South Carolina’s appellate court rules mention reply briefs but don’t define their purpose other than to explain that it is “in reply to the brief of Respondent.” Rule 208(a)(3), SCACR. The reply brief gives the party bringing the appeal (the Appellant in the Court of Appeals; the Petitioner in the Supreme Court) one last chance to makes its argument. There is one major constraint in a reply brief that does not exist in the initial brief: it must “reply” to Respondent’s brief.
At a most basic level, this means one cannot raise issues in a reply brief that were not raised in the Respondent’s brief. A reply brief is not the venue for raising issues one inadvertently omitted from the initial brief. Nor is it a method to bolster arguments made in the initial brief that are not addressed in the Respondent’s brief. The obvious purpose of a reply brief is to reply to Respondent’s brief with the goal of undermining Respondent’s argument.

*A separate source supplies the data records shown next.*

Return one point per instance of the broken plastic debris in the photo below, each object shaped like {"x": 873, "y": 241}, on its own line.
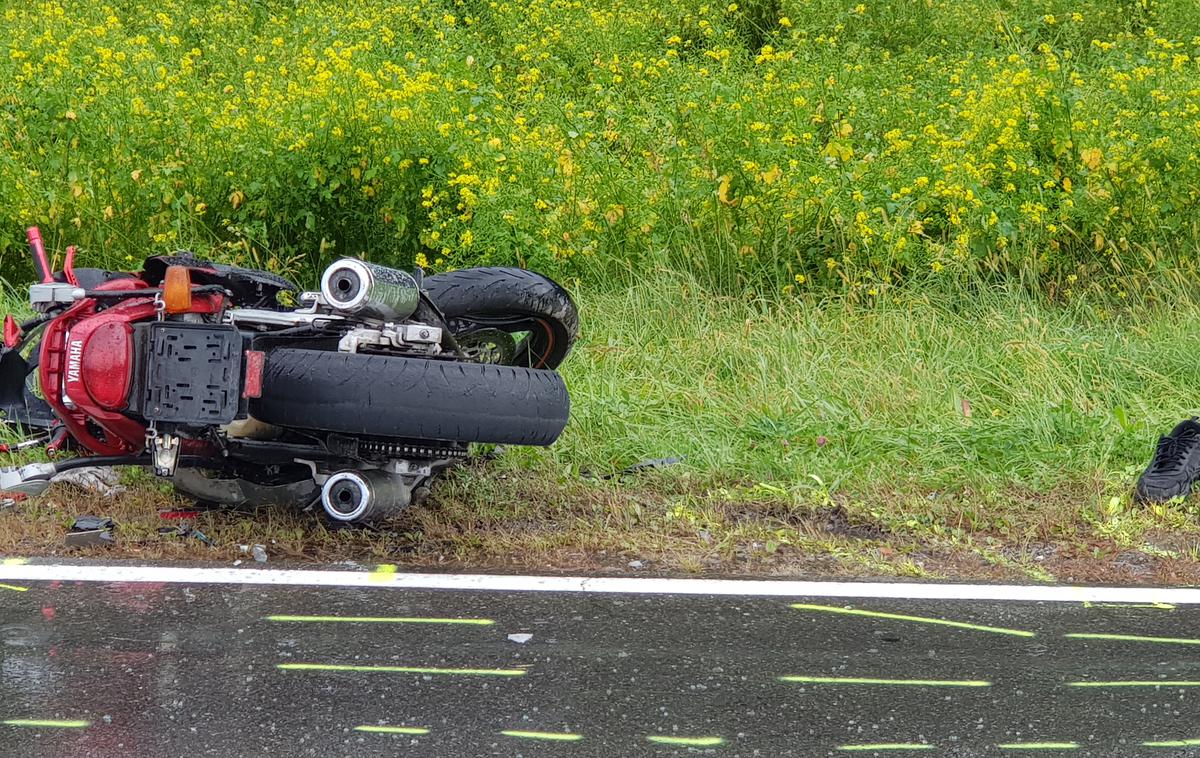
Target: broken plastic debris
{"x": 637, "y": 468}
{"x": 88, "y": 539}
{"x": 89, "y": 523}
{"x": 103, "y": 480}
{"x": 89, "y": 530}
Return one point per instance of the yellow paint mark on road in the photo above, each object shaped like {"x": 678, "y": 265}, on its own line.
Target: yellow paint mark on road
{"x": 1174, "y": 744}
{"x": 393, "y": 729}
{"x": 898, "y": 617}
{"x": 402, "y": 669}
{"x": 1171, "y": 641}
{"x": 557, "y": 737}
{"x": 909, "y": 683}
{"x": 379, "y": 620}
{"x": 1134, "y": 684}
{"x": 48, "y": 723}
{"x": 383, "y": 572}
{"x": 687, "y": 741}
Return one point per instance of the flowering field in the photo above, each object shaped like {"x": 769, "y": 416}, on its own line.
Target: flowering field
{"x": 792, "y": 143}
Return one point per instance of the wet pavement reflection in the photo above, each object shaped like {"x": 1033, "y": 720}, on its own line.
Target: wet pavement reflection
{"x": 169, "y": 669}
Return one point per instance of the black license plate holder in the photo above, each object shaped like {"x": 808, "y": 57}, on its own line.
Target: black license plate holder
{"x": 192, "y": 373}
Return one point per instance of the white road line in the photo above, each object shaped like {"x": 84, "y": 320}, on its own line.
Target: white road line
{"x": 633, "y": 585}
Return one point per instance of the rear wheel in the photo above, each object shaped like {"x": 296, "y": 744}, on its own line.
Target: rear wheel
{"x": 505, "y": 316}
{"x": 412, "y": 397}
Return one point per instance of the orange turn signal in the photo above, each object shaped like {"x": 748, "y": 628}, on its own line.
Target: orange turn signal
{"x": 177, "y": 290}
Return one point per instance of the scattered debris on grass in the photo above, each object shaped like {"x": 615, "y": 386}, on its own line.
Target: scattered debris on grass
{"x": 666, "y": 523}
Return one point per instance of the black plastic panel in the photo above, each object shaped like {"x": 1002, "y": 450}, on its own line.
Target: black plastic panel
{"x": 193, "y": 373}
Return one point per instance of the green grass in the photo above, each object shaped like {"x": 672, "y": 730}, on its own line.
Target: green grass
{"x": 910, "y": 286}
{"x": 997, "y": 390}
{"x": 828, "y": 438}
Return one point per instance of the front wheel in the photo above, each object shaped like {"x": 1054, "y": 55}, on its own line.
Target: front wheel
{"x": 507, "y": 316}
{"x": 412, "y": 397}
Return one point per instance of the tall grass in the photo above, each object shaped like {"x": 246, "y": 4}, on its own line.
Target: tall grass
{"x": 801, "y": 144}
{"x": 922, "y": 391}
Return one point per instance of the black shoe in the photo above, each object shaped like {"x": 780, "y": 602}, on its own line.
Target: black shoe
{"x": 1176, "y": 464}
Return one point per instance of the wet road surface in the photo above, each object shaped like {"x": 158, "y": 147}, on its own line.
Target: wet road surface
{"x": 155, "y": 668}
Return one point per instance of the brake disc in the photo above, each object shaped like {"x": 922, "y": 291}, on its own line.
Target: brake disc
{"x": 489, "y": 346}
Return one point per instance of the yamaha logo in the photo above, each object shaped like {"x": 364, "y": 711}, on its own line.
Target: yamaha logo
{"x": 75, "y": 354}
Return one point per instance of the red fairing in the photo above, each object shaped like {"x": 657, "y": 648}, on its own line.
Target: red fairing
{"x": 102, "y": 361}
{"x": 88, "y": 360}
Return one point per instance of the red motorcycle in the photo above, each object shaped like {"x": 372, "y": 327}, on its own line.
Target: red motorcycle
{"x": 355, "y": 395}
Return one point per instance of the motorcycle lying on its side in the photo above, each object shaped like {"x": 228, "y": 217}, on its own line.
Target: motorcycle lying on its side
{"x": 358, "y": 395}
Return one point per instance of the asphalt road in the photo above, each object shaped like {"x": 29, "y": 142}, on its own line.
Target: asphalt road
{"x": 207, "y": 669}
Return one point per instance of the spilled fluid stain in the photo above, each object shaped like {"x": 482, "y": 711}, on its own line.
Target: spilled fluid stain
{"x": 900, "y": 617}
{"x": 334, "y": 619}
{"x": 909, "y": 683}
{"x": 1170, "y": 641}
{"x": 381, "y": 729}
{"x": 555, "y": 737}
{"x": 401, "y": 669}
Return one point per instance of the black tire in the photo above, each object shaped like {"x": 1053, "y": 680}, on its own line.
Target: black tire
{"x": 474, "y": 298}
{"x": 412, "y": 398}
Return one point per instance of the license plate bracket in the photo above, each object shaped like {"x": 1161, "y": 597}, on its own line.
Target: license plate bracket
{"x": 192, "y": 373}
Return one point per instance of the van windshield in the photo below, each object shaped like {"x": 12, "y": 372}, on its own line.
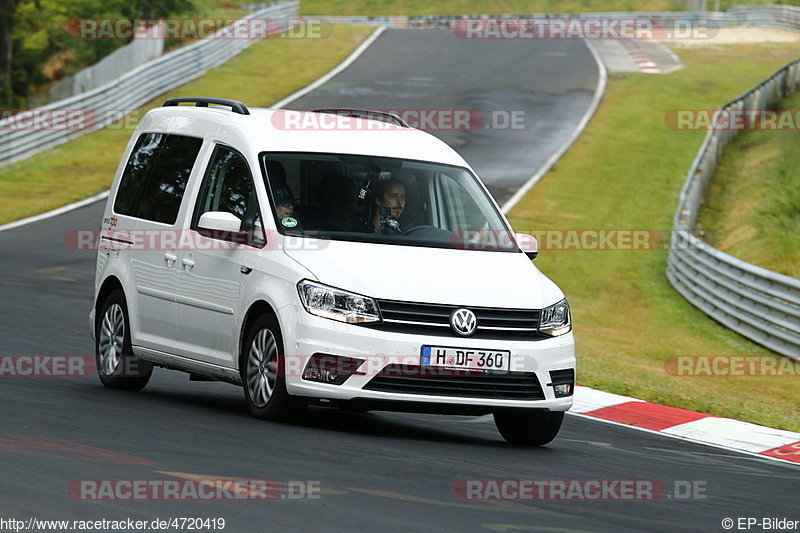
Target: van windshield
{"x": 382, "y": 200}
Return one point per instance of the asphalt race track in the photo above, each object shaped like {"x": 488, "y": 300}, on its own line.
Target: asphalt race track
{"x": 376, "y": 471}
{"x": 545, "y": 88}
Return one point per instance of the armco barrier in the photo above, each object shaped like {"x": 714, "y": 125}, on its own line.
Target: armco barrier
{"x": 114, "y": 100}
{"x": 761, "y": 305}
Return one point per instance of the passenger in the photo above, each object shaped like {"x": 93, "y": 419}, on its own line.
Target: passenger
{"x": 284, "y": 203}
{"x": 390, "y": 202}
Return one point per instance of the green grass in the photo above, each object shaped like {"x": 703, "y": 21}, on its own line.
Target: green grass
{"x": 626, "y": 171}
{"x": 262, "y": 74}
{"x": 752, "y": 209}
{"x": 458, "y": 7}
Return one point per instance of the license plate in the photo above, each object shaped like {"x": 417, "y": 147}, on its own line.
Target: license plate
{"x": 465, "y": 358}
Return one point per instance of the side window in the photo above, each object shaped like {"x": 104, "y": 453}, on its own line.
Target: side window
{"x": 155, "y": 177}
{"x": 456, "y": 204}
{"x": 229, "y": 187}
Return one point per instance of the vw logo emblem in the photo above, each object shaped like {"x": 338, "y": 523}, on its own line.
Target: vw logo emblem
{"x": 463, "y": 322}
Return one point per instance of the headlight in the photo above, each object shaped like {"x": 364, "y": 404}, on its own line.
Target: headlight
{"x": 336, "y": 304}
{"x": 555, "y": 320}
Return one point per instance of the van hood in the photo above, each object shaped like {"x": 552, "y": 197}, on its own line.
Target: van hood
{"x": 430, "y": 275}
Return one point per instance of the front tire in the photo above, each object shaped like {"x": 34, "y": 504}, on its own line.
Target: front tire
{"x": 262, "y": 369}
{"x": 117, "y": 367}
{"x": 535, "y": 428}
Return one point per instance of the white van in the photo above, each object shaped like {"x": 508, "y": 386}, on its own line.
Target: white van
{"x": 327, "y": 258}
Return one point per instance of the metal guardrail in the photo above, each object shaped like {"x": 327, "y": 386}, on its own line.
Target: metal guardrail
{"x": 110, "y": 102}
{"x": 761, "y": 305}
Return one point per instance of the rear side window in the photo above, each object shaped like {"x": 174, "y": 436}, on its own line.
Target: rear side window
{"x": 155, "y": 177}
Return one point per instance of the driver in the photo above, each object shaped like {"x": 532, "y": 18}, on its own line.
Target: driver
{"x": 390, "y": 200}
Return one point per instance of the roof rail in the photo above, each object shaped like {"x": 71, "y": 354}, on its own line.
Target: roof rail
{"x": 383, "y": 116}
{"x": 202, "y": 101}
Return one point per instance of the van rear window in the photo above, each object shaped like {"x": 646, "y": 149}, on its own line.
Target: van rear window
{"x": 155, "y": 177}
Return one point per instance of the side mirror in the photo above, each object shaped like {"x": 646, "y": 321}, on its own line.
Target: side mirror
{"x": 528, "y": 244}
{"x": 220, "y": 221}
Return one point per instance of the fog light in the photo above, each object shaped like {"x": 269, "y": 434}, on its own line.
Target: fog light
{"x": 563, "y": 390}
{"x": 331, "y": 369}
{"x": 563, "y": 382}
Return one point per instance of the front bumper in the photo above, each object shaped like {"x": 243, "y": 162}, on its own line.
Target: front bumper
{"x": 305, "y": 334}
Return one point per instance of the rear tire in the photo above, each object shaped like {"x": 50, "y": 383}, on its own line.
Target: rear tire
{"x": 262, "y": 369}
{"x": 534, "y": 428}
{"x": 117, "y": 367}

Take for example a custody appeal in which Respondent’s brief argues the family court did not abuse its discretion in deciding custody because the Appellant was less involved in the child’s day-to-day care. In reply Appellant could cite evidence in the record that he or she was more involved in the child’s day-to-day care. This essentially challenges the factual argument of the Respondent. Appellant could also reply that he or she should be awarded custody despite the Respondent handling more day-to-day care by citing evidence in the record that would overcome this adverse fact. Again, this is a factual argument. Appellant could reply that an “abuse of discretion” standard of review is too narrow legally. This essentially challenges the legal argument of the Respondent. However the argument that Appellant should get custody because Respondent is unfit would be inappropriate in this reply brief because it is not replying to Respondent’s argument.
The easiest way to organize a reply brief is to make a separate argument for each factual or legal assertion in Respondent’s brief that one is challenging and simply begin each argument by stating where and what the Respondent’s brief argues and then explain why that argument is factually or legally incorrect.
In drafting reply briefs there is a tension between restating arguments from the initial brief to counter factual assertions in the Respondent’s brief and boring the appellate court with redundant arguments. I assume the appellate court will read my initial brief so I try to limit restating factual arguments from the initial brief unless they are necessary to reply to Respondent’s brief. Further a reply brief doesn’t need to counter every argument Respondent makes. For example, in any custody appeal, Respondent can likely make factual arguments supporting his or her claim for custody. If Respondent’s factual and legal arguments are accurate, there is no compelling reason to “reply” to them. Doing so may merely highlight Respondent’s strengths.
Only if Respondent makes an argument that Appellant’s initial brief did not address and Appellant can cite legal authority or evidence in the record to undermine the argument, should Appellant reply to it. It is a mistake to reply to every argument Respondent makes. A reply brief shouldn’t merely argue with Respondent’s brief. Rather, it should undermine the factual and legal assertions Respondent makes in support of the lower court’s decision. That is the sole useful purpose of a reply brief.